The bill improves public access to and oversight of federal regulations and encourages use of AI to prune outdated rules, but it requires agency resources and raises privacy and implementation-timing risks.
Taxpayers, small-business owners, and developers will be able to access and analyze federal rules more easily because agencies must publish regulations in machine-readable formats.
Taxpayers and federal employees will see greater transparency and accountability because agencies are required to produce and implement concrete retrospective-review plans.
Small-business owners and taxpayers could face lower compliance costs over time because agencies will receive guidance and training to use AI and algorithmic tools to identify outdated or redundant regulations.
Taxpayers and small-business owners could face privacy and data-security risks if agencies process sensitive information when using AI and algorithmic tools without adequate safeguards.
Federal, state, and local government employees could be forced to rush reviews and make oversight errors because of short implementation deadlines (e.g., 180 days) to implement plans.
Federal employees and taxpayers may face higher costs because agencies must allocate staff time and funds to develop plans, training, and technology, potentially diverting resources from other services.
Based on analysis of 2 sections of legislative text.

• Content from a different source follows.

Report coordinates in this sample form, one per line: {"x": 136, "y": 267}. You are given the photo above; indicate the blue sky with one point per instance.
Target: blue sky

Introduced February 20, 2025 by Mike Lee · Last progress February 20, 2025
Requires OMB (through OIRA), working with the Government Publishing Office, the Archivist, and the Director of the Federal Register, to report within 180 days on how agency regulations are available in machine-readable formats and on recognition of the electronic Code of Federal Regulations. Directs OMB to issue guidance within 18 months on using technology (including algorithmic tools and AI) for retrospective regulatory review and for training agency staff, to require each agency to submit a plan within 2 years to implement that guidance identifying rules for review, and to require agencies to begin implementing each plan within 180 days after submission. The bill focuses on making regulations easier to use in data form, encouraging agencies to use modern technology for reviewing existing rules, and forcing timed planning and implementation by agencies; it sets deadlines but does not provide new funding or create criminal or civil penalties.